I'm trying to create a nested record array, but I am having trouble with the dimensions. I tried following the example at how to set dtype for nested numpy ndarray?, but I am misunderstanding something. Below is an MRE. The arrays are generated in a script, not imported from CSV.

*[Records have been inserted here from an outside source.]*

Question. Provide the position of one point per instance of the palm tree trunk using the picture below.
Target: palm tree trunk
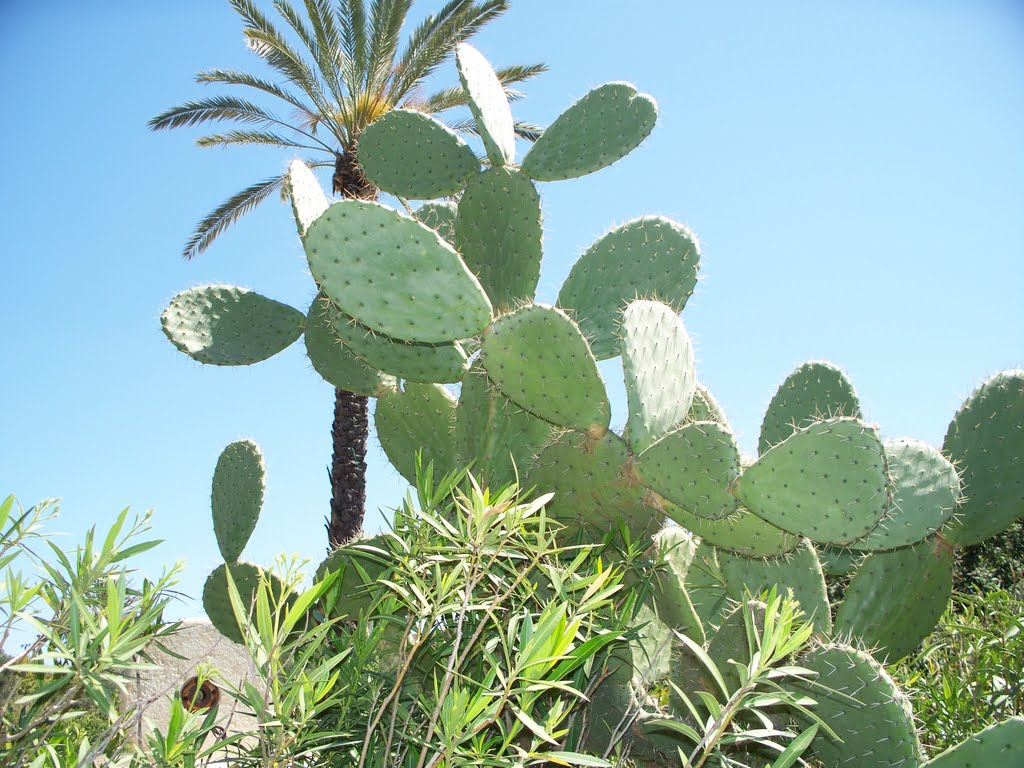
(351, 414)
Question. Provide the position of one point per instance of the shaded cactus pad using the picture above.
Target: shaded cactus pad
(393, 274)
(229, 326)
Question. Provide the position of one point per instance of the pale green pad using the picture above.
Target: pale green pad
(814, 391)
(896, 598)
(365, 561)
(839, 560)
(336, 364)
(440, 364)
(414, 156)
(308, 200)
(228, 326)
(693, 467)
(986, 442)
(742, 531)
(237, 497)
(420, 418)
(495, 434)
(593, 486)
(439, 217)
(877, 730)
(826, 481)
(999, 745)
(541, 360)
(926, 488)
(650, 257)
(799, 570)
(706, 586)
(488, 104)
(657, 366)
(601, 128)
(393, 274)
(217, 603)
(706, 408)
(499, 233)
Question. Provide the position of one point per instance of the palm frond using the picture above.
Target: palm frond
(230, 138)
(449, 98)
(227, 213)
(418, 64)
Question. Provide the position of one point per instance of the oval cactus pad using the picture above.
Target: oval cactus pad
(393, 274)
(335, 363)
(228, 326)
(657, 366)
(541, 360)
(499, 233)
(601, 128)
(415, 156)
(827, 482)
(925, 493)
(650, 257)
(488, 104)
(986, 442)
(237, 498)
(814, 391)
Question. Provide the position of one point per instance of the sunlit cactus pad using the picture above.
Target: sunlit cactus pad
(229, 326)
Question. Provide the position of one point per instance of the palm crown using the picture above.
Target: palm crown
(350, 73)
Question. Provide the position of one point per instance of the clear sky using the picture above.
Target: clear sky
(855, 172)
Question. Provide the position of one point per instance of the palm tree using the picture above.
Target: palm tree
(349, 74)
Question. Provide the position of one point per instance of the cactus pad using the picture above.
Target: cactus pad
(594, 485)
(439, 217)
(217, 603)
(415, 156)
(488, 104)
(799, 570)
(498, 231)
(693, 467)
(228, 326)
(393, 274)
(742, 532)
(657, 365)
(337, 364)
(541, 360)
(407, 359)
(896, 598)
(422, 416)
(986, 442)
(926, 489)
(649, 257)
(308, 200)
(877, 727)
(601, 128)
(999, 745)
(814, 391)
(826, 481)
(498, 436)
(237, 498)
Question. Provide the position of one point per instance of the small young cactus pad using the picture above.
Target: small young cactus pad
(415, 156)
(649, 257)
(488, 104)
(237, 497)
(393, 274)
(657, 365)
(826, 481)
(228, 326)
(598, 130)
(814, 391)
(541, 360)
(499, 233)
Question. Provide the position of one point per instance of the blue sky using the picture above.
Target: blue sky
(855, 172)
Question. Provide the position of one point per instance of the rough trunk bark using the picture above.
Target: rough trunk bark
(351, 420)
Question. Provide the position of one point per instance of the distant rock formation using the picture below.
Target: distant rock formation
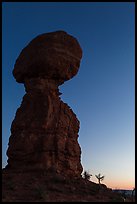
(44, 133)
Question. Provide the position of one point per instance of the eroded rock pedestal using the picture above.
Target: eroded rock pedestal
(44, 133)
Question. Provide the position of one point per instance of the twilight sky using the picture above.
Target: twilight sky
(102, 94)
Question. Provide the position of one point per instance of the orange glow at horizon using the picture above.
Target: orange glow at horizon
(117, 184)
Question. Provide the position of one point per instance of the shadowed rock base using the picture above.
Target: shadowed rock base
(53, 187)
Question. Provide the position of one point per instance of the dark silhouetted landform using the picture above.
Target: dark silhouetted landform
(44, 157)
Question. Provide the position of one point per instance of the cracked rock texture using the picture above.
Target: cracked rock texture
(44, 133)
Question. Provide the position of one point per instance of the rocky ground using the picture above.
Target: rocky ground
(51, 187)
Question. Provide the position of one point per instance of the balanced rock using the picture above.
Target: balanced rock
(44, 133)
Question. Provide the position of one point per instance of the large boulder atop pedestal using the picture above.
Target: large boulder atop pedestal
(53, 55)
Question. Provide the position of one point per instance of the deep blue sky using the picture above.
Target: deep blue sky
(102, 93)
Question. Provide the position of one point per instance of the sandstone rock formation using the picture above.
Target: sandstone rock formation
(44, 133)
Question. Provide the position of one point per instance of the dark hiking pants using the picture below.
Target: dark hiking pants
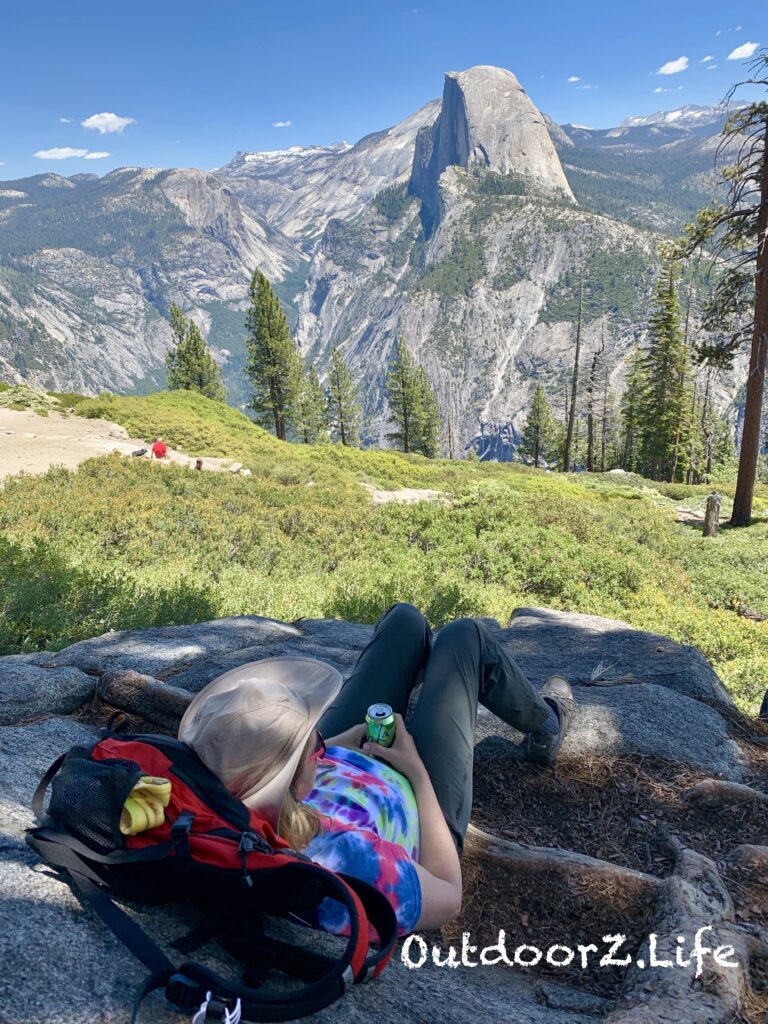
(463, 666)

arr1 = np.array([4, 5, 4, 5])
arr2 = np.array([0, 0, -1, -1])
arr3 = np.array([0.51, 0.89, 0.59, 0.94])
arr4 = np.array(
[[0.52, 0.80, 0.62, 1.1], [0.41, 0.71, 0.46, 0.77], [0.68, 1.12, 0.78, 1.19]]
).T
arr5 = np.repeat(np.array([0.6, 0.2, 0.2]), 4).reshape(3, 4).T
arrs = (arr1, arr2, arr3, arr4, arr5)
for i in arrs:
print(i.shape, i)
For which the print statement returns:
(4,) [4 5 4 5]
(4,) [ 0 0 -1 -1]
(4,) [0.51 0.89 0.59 0.94]
(4, 3) [[0.52 0.41 0.68]
[0.8 0.71 1.12]
[0.62 0.46 0.78]
[1.1 0.77 1.19]]
(4, 3) [[0.6 0.2 0.2]
[0.6 0.2 0.2]
[0.6 0.2 0.2]
[0.6 0.2 0.2]]
However, the ans
line throws an error:
dtypes = [
("state", "f8"),
("variability", "f8"),
("target", "f8"),
("measured", [("mean", "f8"), ("low", "f8"), ("hi", "f8")], (4,)),
("var", [("mid", "f8"), ("low", "f8"), ("hi", "f8")], (4,)),
]
ans = np.column_stack(arrs).view(dtype=dtypes)
ValueError: When changing to a larger dtype, its size must be a divisor of the total size in bytes of the last axis of the array.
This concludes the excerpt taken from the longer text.